The triangular piece of land that was not for sale contains exactly eleven acres. Of course it is not difficult to find the answer if we follow the eccentric and tricky tracks of intricate trigonometry; or I might say that the application of a well-known formula reduces the problem to finding one-quarter of the square root of (4 × 370 × 116) - (370 + 116 - 74)²—that is a quarter of the square root of 1936, which is one-quarter of 44, or 11 acres. But all that the reader really requires to know is the Pythagorean law on which many puzzles have been built, that in any right-angled triangle the square of the hypotenuse is equal to the sum of the squares of the other two sides. I shall dispense with all "surds" and similar absurdities, notwithstanding the fact that the sides of our triangle are clearly incommensurate, since we cannot exactly extract the square roots of the three square areas.

In the above diagram ABC represents our triangle. ADB is a right-angled triangle, AD measuring 9 and BD measuring 17, because the square of 9 added to the square of 17 equals 370, the known area of the square on AB. Also AEC is a right-angled triangle, and the square of 5 added to the square of 7 equals 74, the square estate on A C. Similarly, CFB is a right-angled triangle, for the square of 4 added to the square of 10 equals 116, the square estate on BC. Now, although the sides of our triangular estate are incommensurate, we have in this diagram all the exact figures that we need to discover the area with precision.

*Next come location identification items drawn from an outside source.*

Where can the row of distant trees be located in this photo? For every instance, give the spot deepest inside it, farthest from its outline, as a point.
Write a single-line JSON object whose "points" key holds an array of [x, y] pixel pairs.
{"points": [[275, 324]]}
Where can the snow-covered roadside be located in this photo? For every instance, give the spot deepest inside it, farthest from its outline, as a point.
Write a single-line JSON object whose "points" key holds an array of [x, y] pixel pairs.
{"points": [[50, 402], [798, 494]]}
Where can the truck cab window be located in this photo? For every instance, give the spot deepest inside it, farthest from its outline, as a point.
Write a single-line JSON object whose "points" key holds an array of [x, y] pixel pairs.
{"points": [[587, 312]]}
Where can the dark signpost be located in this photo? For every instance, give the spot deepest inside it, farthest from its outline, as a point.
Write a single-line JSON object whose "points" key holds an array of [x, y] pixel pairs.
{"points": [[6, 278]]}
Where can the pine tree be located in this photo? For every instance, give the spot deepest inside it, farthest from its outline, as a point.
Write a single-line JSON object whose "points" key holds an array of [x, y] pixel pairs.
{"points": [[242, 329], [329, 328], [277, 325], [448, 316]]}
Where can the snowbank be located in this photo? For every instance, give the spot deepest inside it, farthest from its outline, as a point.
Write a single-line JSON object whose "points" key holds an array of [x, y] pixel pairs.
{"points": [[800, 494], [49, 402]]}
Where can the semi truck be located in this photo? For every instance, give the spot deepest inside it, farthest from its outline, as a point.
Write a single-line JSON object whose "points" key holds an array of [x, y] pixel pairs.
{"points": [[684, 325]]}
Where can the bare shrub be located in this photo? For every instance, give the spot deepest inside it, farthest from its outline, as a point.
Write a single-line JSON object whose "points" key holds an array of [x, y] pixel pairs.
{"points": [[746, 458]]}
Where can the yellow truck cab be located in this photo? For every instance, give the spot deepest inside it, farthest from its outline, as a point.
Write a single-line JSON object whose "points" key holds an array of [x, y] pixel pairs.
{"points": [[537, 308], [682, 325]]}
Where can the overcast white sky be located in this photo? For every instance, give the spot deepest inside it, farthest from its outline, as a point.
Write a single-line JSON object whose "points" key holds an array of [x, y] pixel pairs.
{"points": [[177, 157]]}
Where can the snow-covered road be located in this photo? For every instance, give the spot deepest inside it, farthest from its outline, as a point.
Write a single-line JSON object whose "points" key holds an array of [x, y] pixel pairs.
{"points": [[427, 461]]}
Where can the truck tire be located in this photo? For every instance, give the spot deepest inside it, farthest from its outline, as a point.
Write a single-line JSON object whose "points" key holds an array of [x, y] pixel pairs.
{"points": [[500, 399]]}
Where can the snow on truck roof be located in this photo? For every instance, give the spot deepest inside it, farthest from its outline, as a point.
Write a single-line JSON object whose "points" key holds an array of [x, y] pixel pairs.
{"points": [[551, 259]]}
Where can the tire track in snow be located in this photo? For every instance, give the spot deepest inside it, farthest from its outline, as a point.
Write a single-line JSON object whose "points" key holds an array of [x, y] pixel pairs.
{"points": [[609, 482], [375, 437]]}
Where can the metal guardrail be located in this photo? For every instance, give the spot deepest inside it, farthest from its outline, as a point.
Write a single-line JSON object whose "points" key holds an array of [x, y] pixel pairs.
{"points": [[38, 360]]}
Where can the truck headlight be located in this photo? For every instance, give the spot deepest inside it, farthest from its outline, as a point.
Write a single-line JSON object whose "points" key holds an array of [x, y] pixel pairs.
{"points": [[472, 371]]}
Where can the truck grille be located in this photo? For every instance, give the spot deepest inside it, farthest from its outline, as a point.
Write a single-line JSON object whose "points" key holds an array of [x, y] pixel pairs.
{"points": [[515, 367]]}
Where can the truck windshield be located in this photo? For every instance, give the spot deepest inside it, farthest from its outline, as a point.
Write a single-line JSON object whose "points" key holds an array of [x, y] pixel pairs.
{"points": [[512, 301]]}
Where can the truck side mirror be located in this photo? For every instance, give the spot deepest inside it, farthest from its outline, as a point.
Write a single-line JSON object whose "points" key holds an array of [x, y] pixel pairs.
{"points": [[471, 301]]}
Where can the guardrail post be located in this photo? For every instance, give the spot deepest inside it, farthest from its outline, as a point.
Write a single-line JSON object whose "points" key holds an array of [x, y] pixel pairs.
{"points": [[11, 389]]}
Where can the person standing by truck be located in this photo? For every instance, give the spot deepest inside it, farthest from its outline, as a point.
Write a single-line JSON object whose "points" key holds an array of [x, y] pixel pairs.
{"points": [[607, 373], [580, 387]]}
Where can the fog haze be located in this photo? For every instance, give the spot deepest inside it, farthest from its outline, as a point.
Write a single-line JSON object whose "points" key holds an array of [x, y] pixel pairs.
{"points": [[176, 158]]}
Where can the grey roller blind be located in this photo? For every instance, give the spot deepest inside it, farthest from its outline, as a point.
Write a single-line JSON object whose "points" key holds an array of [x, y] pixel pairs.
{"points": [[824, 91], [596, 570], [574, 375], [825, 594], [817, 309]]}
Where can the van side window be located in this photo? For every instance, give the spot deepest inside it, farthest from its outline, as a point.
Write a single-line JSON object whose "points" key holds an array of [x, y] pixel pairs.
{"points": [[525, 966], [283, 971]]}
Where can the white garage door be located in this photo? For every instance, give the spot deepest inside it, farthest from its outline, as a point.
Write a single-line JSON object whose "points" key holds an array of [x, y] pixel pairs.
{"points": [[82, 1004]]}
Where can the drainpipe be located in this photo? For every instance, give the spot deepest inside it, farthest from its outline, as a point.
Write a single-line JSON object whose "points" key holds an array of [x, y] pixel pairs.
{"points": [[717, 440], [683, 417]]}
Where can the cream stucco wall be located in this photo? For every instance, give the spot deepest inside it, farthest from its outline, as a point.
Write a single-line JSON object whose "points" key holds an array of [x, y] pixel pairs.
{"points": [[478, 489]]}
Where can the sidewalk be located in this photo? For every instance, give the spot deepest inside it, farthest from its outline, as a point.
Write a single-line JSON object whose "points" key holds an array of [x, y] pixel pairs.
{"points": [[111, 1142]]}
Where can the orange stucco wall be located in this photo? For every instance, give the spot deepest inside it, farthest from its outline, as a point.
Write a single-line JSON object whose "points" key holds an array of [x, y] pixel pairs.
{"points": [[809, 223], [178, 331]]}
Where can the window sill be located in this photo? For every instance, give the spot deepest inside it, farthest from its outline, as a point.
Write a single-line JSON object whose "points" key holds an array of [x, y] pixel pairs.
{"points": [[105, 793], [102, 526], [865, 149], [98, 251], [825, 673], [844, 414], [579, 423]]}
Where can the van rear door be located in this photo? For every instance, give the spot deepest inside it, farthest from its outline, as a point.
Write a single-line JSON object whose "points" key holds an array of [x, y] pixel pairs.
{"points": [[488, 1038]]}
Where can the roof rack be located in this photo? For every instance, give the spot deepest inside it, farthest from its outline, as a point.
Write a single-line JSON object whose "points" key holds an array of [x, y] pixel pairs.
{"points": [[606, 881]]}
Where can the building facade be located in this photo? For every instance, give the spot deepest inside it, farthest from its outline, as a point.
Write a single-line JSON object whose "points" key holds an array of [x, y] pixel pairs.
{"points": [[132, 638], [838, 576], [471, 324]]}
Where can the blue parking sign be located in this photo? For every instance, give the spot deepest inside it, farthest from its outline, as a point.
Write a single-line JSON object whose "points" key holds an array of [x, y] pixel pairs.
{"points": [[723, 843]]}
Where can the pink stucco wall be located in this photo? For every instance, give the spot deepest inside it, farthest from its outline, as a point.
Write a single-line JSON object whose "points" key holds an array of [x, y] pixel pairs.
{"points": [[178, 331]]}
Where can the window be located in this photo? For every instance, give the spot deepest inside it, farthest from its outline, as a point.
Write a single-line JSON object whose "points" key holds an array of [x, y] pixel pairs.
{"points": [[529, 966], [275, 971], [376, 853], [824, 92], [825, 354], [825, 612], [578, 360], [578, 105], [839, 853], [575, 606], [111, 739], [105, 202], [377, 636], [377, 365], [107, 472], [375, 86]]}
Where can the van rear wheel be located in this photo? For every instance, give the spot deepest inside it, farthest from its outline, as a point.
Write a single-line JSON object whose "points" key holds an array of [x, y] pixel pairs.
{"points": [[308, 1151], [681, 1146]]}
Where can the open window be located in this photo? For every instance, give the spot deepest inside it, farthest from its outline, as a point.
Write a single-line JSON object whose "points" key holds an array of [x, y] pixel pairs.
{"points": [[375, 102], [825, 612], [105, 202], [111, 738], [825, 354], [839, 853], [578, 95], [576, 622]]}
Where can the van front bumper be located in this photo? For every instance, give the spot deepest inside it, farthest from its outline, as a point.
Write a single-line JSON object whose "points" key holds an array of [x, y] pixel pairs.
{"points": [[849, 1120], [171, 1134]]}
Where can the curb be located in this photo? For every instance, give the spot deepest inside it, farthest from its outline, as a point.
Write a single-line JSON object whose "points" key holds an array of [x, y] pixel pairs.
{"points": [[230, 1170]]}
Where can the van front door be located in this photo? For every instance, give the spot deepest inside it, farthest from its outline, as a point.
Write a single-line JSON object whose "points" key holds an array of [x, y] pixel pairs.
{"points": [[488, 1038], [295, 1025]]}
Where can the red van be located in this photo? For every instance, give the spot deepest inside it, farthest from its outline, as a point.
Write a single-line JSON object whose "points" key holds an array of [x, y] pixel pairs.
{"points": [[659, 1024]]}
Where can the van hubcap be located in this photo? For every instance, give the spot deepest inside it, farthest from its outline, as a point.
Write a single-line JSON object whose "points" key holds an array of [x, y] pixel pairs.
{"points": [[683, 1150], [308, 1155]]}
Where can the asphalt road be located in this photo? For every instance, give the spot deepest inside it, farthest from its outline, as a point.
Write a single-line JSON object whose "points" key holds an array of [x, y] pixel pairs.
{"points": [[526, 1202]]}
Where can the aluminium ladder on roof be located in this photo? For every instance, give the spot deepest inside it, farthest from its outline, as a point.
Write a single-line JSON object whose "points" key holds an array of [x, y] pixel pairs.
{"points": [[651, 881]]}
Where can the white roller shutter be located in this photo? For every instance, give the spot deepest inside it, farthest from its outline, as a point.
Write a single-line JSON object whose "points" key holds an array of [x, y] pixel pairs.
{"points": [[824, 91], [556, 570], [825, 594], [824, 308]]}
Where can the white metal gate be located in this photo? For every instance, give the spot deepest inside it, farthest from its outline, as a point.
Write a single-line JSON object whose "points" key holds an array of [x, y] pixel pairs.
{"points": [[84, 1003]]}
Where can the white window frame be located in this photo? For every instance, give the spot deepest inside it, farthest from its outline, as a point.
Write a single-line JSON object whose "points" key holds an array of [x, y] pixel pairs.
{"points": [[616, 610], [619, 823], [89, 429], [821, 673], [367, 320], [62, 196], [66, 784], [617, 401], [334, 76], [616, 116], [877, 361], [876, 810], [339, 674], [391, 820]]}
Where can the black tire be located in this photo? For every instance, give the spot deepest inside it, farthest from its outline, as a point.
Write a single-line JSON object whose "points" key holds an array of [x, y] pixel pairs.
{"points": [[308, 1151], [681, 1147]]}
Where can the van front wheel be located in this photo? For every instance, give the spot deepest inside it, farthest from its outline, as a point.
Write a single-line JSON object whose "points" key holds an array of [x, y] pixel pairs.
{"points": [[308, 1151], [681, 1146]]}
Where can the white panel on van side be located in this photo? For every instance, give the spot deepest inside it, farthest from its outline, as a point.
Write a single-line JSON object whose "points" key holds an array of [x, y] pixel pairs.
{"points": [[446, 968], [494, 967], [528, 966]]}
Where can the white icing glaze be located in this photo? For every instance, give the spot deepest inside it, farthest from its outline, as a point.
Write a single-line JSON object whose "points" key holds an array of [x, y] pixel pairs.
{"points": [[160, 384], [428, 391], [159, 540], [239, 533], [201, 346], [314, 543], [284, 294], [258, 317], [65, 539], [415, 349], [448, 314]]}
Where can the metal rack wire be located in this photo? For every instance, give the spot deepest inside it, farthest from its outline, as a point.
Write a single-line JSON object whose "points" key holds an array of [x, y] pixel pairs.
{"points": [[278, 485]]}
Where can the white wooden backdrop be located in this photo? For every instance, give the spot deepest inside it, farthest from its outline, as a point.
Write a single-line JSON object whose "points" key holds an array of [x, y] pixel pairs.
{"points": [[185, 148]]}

The area of our triangle ADB is clearly half of 9 × 17, or 76½ acres. The area of AEC is half of 5 × 7, or 17½ acres; the area of CFB is half of 4 × 10, or 20 acres; and the area of the oblong EDFC is obviously 4 × 7, or 28 acres. Now, if we add together 17½, 20, and 28 = 65½, and deduct this sum from the area of the large triangle ADB (which we have found to be 76½ acres), what remains must clearly be the area of ABC. That is to say, the area we want must be 76½ - 65½ = 11 acres exactly.